L’Etna, il “Mons-Gebel” (“la montagna per eccellenza” degli arabi) è un Vulcano dove la strettissima interazione tra le forze primordiali e le forme di vita vegetale che si sono via via succedute nello spazio e nel tempo, ha prodotto come risultato l’evoluzione di una straordinaria varietà di ambienti e paesaggi naturali che sono il frutto evidente di lunghi e complessi fenomeni fisico-chimici e biologici. L’idea della costituzione del Parco dell’Etna, per proteggere questo ambiente naturale straordinario ed unico in Europa, nacque nel corso degli anni ’60, da un’iniziativa sostenuta dal prof. Valerio Giacomini e da un piccolo gruppo di studiosi ed appassionati. Dopo accesi dibattiti e violente polemiche, dopo differimenti e ritardi durati oltre un decennio, ma soprattutto dopo le manifestazioni del movimento conservazionista culminate con la marcia allo Zingaro del 18 maggio 1980, l’Assemblea Regionale Siciliana vara il 6 maggio 1981 la Legge n. 98 che prevede l’istituzione di 19 riserve e la nascita di 3 parchi naturali: l’Etna, i Nebrodi e le Madonie, segnando in questo modo l’inizio della via siciliana ai parchi. Con tale legge quadro, la regione Sicilia, decise di avviare un’azione organica di tutela del territorio.

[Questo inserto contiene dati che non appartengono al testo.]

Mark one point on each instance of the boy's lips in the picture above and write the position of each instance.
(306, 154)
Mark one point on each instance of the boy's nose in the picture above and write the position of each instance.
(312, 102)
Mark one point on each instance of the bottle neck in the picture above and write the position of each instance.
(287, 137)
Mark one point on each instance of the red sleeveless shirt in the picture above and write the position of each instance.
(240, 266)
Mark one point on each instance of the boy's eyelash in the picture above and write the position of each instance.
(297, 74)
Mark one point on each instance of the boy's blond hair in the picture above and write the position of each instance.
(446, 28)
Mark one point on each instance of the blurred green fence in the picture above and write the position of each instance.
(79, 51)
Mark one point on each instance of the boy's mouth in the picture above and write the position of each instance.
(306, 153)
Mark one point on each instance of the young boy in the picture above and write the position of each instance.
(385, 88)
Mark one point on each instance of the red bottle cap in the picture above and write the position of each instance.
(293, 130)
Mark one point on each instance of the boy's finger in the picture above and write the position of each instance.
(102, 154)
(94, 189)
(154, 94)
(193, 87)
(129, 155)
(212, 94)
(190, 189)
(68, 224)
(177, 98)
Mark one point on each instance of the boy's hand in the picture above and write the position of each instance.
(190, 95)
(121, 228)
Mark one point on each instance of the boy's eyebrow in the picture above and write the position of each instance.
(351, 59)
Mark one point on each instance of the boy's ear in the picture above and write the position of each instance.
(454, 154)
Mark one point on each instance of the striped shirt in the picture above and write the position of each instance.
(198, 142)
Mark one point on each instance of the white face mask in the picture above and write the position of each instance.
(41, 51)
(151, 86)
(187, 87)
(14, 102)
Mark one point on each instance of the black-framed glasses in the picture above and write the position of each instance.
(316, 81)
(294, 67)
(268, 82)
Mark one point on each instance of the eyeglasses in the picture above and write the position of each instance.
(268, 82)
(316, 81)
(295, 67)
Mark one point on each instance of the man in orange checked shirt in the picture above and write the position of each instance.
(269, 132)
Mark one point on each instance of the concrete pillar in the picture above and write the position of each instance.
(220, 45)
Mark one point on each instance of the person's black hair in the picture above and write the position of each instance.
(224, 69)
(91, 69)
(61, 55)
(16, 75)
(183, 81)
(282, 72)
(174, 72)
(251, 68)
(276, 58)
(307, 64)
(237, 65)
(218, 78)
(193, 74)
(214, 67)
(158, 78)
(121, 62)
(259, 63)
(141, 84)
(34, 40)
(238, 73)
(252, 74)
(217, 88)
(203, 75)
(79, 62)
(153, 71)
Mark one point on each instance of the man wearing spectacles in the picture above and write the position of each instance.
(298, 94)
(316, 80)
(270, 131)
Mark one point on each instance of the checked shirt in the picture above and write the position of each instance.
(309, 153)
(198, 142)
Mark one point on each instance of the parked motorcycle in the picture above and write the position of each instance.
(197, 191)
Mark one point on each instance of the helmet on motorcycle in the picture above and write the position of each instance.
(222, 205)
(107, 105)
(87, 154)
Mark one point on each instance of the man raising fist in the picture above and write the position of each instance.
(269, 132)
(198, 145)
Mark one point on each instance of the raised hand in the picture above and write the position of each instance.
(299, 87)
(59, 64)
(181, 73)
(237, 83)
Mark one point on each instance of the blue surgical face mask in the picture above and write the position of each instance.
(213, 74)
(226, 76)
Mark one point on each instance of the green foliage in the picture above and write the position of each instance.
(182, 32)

Alla istituzione del Parco dell’Etna, inizialmente contribuì un Comitato di Proposta composto dai rappresentanti dei 20 Comuni interessati, da ambientalisti e docenti universitari. Ma questo organismo, tra vari problemi e difficoltà non riuscì a portare a conclusione il lavoro. (29/11/1982 – 30/3/1985). La proposta fu definita nel settembre del 1985. Ad essa furono presentate numerose osservazioni da parte dei cittadini, enti locali, istituzioni scientifiche ed associazioni ambientaliste.
L’atto di nascita porta la data del 17 marzo 1987 (G.U.R.S. n. 14 del 4 aprile 1987). Il 14 agosto dello stesso anno venne costituito l’Ente di diritto pubblico per la gestione dell’area protetta, denominato Ente Parco dell’Etna con sede in Nicolosi (CT). Il Parco dell’Etna, così come le altre aree naturali protette, si pone quale nuovo modello di assetto territoriale capace di “pensare” alla conservazione della natura in un quadro complessivo di recupero e difesa ambientale, correlato allo sviluppo eco-sostenibile dell’area sottoposta a tutela. Conservazione attiva, quindi, per concorrere alla salvaguardia e alla corretta gestione dell’ambiente, consentendo contestualmente, migliori condizioni di abitabilità e sviluppo dell’economia.